Volvo Penta’s D13 engine is one of the most competitive Stage IV /Tier 4 Final engines; the company now focuses on creating a smooth transition to Stage V in Europe.
After the successful launch of Volvo Penta’s innovative Stage IV-compliant engines in 2014, the division is now looking to move into new territory ahead of Stage V regulations. It is expected that the European Commission will legislate for an increased reduction in emissions in all off-road diesel engines, which is expected to come into force in 2019.
While current regulations limit the overall mass of particle emissions, Stage V will also affect the number of particles emitted. The European Commission made its proposals in September 2014, on the basis that tighter controls would be needed on diesel exhaust emissions, in order to better protect the public’s health and the environment.
Giorgio Paris, head of Volvo Penta’s industrial segment globally, says the company is looking forward to offering enhanced solutions that will benefit customers and environmental issues.
“Europe is leading the way on global emissions targets, and Volvo Penta is excited to be at the forefront of developing new technologies,” he said.
“As a leader in supplying engines for the industrial market and with more than a century of experience in leading innovative developments, we continually strive to offer the best solutions for our customers, while also taking our environmental responsibilities very seriously.”
European Commission controls on the of discharge of nitrous oxide (NOx) and particulate matter (PM) for off-road diesel engines were first adopted in 1997 under Directive 97/68/EC.
The legislation has been amended many times since, to reach the current Stage IV level, which limits emissions of NOx to 0.4 g/kWh. Emissions of particulate matter – soot – is also currently limited to 0.025 g/kWH. Stage IV regulations are applicable to non-road mobile machinery (NRMM) with engines ranging from 19-560kW.
The European Commission’s proposals for Stage V would place more stringent controls on emissions and widen the scope of applicability.
• Stage V regulations are expected to reduce particle mass limits to 0.015 g/kWh and particle numbers to 1 x 10₁₂/kWh.
• They will be applicable to all non-road mobile machinery.
• Regulations have not yet been ratified by the EU, but are expected to come into force in 2019.
• The USA’s Environment Protection Agency (EPA) has not released proposals for further controls, but their Tier 4 regulations ran parallel to the EU’s Stage IV, and it is believed that the EPA may adopt further controls in line with EU Stage V.
When the final Stage IV/Tier 4 regulations came into force, Volvo Penta improved its selective catalytic reduction (SCR) technology in its engines. With SCR technology, AdBlue™ is injected into the exhaust line and reacts with NOx in the catalytic converter to turn the harmful compound into nitrogen and water. Light exhaust gas recirculation (light EGR) also reduces NOx by lowering the peak combustion temperature.
New emissions controls for Stage V will see Volvo Penta adopting further solutions to limit gaseous and soot discharge. As part of the Volvo Group, the segment has a wide range of knowledge and experience upon which to draw, for its applications.
Paris adds: “We will design a system that will make the transition from today’s emissions controls to new regulations as smooth as possible, that minimizes the need to redesign the engine installation.
“Members of the Volvo Group are already using several technical solutions capable of meeting upcoming Stage V regulations, and so Volvo Penta already has access to proven technology.”

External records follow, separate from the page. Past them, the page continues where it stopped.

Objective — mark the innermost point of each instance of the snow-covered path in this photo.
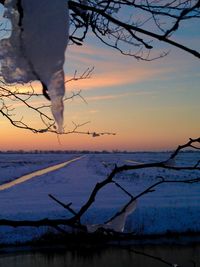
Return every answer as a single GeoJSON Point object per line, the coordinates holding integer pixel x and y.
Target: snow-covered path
{"type": "Point", "coordinates": [171, 208]}
{"type": "Point", "coordinates": [31, 175]}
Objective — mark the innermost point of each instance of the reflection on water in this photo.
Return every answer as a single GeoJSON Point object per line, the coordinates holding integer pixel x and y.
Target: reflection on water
{"type": "Point", "coordinates": [29, 176]}
{"type": "Point", "coordinates": [184, 256]}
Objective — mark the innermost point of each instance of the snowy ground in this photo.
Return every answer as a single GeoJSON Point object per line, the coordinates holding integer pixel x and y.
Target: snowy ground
{"type": "Point", "coordinates": [171, 208]}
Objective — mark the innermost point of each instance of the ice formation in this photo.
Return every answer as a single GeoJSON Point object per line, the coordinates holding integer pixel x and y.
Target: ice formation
{"type": "Point", "coordinates": [118, 223]}
{"type": "Point", "coordinates": [36, 48]}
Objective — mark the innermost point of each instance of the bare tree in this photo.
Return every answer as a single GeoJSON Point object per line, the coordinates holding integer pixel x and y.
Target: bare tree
{"type": "Point", "coordinates": [130, 27]}
{"type": "Point", "coordinates": [75, 221]}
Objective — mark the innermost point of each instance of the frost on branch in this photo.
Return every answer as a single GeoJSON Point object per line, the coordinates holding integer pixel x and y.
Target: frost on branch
{"type": "Point", "coordinates": [35, 50]}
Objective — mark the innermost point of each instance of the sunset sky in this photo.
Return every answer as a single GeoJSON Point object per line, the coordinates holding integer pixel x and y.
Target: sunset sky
{"type": "Point", "coordinates": [149, 105]}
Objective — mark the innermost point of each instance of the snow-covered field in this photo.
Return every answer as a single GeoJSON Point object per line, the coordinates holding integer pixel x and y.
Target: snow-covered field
{"type": "Point", "coordinates": [171, 208]}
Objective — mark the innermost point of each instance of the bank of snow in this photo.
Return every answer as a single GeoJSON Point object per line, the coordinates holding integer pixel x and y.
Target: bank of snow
{"type": "Point", "coordinates": [171, 208]}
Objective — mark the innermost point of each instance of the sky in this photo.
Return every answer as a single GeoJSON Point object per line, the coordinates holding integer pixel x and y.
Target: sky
{"type": "Point", "coordinates": [149, 105]}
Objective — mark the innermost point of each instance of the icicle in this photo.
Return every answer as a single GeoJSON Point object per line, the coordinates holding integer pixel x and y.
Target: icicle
{"type": "Point", "coordinates": [36, 48]}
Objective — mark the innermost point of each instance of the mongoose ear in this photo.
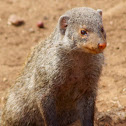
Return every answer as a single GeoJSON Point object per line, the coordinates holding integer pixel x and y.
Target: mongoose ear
{"type": "Point", "coordinates": [99, 11]}
{"type": "Point", "coordinates": [63, 23]}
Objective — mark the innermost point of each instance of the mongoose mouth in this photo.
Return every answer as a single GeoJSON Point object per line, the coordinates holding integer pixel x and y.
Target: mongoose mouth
{"type": "Point", "coordinates": [92, 50]}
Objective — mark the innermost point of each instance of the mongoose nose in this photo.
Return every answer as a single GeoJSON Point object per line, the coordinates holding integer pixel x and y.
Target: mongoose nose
{"type": "Point", "coordinates": [102, 45]}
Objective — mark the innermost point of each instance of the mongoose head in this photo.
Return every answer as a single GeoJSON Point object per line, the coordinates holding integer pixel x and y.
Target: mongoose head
{"type": "Point", "coordinates": [82, 29]}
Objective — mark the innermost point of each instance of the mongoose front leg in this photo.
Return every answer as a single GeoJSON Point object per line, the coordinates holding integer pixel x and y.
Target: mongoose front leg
{"type": "Point", "coordinates": [48, 111]}
{"type": "Point", "coordinates": [86, 110]}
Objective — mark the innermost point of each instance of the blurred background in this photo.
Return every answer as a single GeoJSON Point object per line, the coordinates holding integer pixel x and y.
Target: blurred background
{"type": "Point", "coordinates": [24, 23]}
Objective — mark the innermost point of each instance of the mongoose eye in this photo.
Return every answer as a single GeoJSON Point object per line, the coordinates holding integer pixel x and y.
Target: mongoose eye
{"type": "Point", "coordinates": [102, 29]}
{"type": "Point", "coordinates": [83, 32]}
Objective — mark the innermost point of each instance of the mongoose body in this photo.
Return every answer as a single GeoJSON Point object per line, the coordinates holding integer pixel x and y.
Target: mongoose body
{"type": "Point", "coordinates": [59, 82]}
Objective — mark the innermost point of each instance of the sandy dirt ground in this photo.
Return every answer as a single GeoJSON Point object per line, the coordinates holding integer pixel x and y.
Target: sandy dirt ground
{"type": "Point", "coordinates": [16, 43]}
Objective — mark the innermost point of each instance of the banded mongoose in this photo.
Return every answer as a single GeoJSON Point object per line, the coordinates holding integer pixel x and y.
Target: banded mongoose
{"type": "Point", "coordinates": [59, 82]}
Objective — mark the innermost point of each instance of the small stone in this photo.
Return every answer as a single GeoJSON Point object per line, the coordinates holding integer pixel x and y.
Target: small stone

As a global market leader in off-road engine manufacture and supply, Volvo Penta prides itself in having a continuous dialogue with customers to assess their needs and wishes, and to continually pursue innovative, durable and cost-effective objectives.
Leveraging technical knowledge
The standard range of offering engines from 5 to 16-liter, from 105-565kW, will stay the same. New solutions on how to adapt existing engines to conform to Stage V regulations, will utilize the latest technology prior to implementation in 2019. This means the engine program will be consistent, from Stage II to Stage V, which is hugely beneficial for the OEMs.
“In developing our Stage V solution, our approach, as always, will be to achieve the highest level of reliability and fuel-efficiency for our customers,” says Johan Carlsson, Volvo Penta’s senior vice president of planning, product development and purchasing. “We will leverage technical knowledge from across the Volvo Group and adapt it for Volvo Penta’s customers.”
In using SCR technology and AdBlue™ for Stage IV, Volvo Penta engines did not require the use of a diesel particulate filter (DPF). DPFs are used in on-road vehicles – from the Volvo Group as a whole - and some off-road applications. With more stringent emissions for Stage V there will be a DPF as part of the solution for Volvo Penta.
Carlsson says: “For Stage IV, we have met the requirements in the most efficient way by maximizing uptime and keeping the solution as simple as possible. Our knowledge gained from the Volvo Group, and with our continuing pursuit of fuel-efficiency, we anticipate fuels costs to decline. We will be ready for Stage V, and our customers will see the best outcomes from our long-standing expertise.”
Volvo Penta will exhibit at Bauma from April 11 th – 17 th and can be found at Booth C4.327.